There is a situation where you might be advised to make an election to pay tax. It arises if you sell your company and accept payment in the form of shares (or certain types of loan notes) from the buying company.
Let’s say that you own all of the shares in your company X Ltd and the original cost of the shares five years ago was £1,000.
You are approached by Z Ltd who offers to purchase your shares for £1m and offers you shares in Z Ltd as consideration for the transaction.
What are the tax consequences?
Basically, the share swap is not a chargeable event for Capital Gains Tax purposes. Your holding in Z Ltd will be deemed to have a base cost of £1,000 (the original cost of the X Ltd shares). This tax treatment is automatic. No election needs to be made. No tax is payable.
Why might you want to elect to pay tax now?
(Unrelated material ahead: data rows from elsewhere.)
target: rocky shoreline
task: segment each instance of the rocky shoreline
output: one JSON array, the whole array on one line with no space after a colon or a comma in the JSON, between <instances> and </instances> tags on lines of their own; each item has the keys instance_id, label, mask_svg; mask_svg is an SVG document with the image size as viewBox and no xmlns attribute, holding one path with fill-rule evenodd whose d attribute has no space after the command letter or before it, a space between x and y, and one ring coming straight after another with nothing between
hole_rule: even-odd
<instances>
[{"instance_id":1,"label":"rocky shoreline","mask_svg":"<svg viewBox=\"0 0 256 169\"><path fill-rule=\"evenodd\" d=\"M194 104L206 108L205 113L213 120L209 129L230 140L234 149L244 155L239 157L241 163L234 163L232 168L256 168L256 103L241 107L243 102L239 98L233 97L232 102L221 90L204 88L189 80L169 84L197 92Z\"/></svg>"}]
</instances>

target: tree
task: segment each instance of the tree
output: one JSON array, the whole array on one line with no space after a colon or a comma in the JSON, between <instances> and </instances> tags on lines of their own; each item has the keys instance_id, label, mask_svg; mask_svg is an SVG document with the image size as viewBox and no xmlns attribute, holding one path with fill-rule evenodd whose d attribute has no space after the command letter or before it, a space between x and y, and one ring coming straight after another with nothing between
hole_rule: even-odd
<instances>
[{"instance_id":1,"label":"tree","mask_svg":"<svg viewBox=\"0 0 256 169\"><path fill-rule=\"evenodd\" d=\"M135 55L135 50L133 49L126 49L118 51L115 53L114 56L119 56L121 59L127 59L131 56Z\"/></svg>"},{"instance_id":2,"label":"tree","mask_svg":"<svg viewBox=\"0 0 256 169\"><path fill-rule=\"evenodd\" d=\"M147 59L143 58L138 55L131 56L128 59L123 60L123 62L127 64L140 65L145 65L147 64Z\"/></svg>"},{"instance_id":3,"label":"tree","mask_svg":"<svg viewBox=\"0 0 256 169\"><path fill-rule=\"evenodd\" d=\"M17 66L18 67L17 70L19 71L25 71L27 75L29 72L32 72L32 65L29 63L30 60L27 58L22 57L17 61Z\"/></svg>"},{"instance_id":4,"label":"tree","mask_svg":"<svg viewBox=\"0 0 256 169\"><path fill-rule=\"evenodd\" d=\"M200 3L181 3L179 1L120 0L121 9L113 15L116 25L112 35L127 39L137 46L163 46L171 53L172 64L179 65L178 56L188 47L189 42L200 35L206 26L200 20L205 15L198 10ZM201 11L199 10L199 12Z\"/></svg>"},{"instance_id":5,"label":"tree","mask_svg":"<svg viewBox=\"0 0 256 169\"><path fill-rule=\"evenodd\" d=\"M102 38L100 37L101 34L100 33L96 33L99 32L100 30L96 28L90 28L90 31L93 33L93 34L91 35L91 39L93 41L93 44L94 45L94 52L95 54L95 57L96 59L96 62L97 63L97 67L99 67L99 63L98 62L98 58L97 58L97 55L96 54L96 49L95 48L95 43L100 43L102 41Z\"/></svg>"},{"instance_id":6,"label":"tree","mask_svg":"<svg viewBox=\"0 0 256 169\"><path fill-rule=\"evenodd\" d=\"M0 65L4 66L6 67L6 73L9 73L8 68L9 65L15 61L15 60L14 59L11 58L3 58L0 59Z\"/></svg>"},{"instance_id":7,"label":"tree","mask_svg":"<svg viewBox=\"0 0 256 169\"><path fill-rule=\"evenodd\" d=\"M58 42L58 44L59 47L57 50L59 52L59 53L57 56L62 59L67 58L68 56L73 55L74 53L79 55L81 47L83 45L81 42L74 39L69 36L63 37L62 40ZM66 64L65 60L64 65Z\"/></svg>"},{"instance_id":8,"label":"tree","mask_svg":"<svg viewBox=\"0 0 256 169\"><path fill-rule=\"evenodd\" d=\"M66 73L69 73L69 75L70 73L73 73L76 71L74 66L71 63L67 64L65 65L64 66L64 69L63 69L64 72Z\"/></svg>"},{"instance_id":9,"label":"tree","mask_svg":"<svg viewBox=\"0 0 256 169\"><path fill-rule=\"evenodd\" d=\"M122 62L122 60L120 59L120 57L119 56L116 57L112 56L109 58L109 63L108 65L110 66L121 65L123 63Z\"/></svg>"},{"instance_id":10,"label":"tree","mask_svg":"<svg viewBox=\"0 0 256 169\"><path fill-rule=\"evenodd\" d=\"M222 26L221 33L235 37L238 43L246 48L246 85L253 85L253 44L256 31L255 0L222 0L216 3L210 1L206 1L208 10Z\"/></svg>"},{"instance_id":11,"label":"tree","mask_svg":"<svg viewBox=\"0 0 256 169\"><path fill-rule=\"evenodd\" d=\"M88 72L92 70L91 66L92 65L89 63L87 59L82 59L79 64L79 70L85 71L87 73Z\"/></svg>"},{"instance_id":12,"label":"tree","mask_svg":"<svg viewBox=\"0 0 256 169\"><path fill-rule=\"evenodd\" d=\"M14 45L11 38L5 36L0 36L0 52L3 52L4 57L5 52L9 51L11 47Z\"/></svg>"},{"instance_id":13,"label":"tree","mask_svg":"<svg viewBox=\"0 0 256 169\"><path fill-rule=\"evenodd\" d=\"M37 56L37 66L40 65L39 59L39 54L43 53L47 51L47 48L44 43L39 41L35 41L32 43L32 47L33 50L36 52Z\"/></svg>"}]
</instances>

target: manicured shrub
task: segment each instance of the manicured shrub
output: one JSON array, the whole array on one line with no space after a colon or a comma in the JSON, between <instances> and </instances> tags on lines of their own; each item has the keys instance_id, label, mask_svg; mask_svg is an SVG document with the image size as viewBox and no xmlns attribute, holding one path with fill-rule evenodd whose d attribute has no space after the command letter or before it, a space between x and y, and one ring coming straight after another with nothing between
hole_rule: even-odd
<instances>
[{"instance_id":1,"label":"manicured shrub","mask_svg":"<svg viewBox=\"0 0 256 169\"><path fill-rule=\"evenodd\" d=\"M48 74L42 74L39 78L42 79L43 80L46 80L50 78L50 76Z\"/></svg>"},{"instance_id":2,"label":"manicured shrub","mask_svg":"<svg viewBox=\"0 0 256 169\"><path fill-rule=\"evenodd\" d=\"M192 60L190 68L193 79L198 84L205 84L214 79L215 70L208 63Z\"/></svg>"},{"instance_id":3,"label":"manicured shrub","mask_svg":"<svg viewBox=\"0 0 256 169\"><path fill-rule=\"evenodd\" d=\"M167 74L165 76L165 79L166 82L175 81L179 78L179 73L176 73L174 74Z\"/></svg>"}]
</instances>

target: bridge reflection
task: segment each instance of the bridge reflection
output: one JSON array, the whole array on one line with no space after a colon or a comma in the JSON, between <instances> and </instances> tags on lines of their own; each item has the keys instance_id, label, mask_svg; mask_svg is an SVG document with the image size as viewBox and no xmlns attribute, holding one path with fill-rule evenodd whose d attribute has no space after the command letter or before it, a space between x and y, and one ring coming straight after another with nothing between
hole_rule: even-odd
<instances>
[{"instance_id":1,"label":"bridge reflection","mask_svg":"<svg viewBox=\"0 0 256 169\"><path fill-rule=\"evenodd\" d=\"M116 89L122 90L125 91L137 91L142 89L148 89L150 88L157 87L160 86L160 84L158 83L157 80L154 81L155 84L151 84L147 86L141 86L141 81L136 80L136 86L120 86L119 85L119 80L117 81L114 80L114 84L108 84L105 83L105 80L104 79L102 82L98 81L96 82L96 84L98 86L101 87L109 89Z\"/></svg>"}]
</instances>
The issue that might encourage you to elect to pay Capital Gains Tax when the share swap is completed is Entrepreneurs’ relief (ER). To qualify for ER certain criteria need to be met. For example:
- You will need to be a director or employee
- Hold at least 5% of the ordinary share capital and voting rights
- Have held the shares for at least a year, and
- The company must be a trading company or the holding company of a trading group
The possible benefit arises if you are uncertain that your new holding in Z ltd will qualify for ER when you dispose of the shares at some future date. Any gains that qualify for ER, either now or in the future, would be taxable at 10%; gains that do not qualify would be subject to tax at 28% (based on present rules).
In order to work out the best way forward you should consider your options before completing the sale.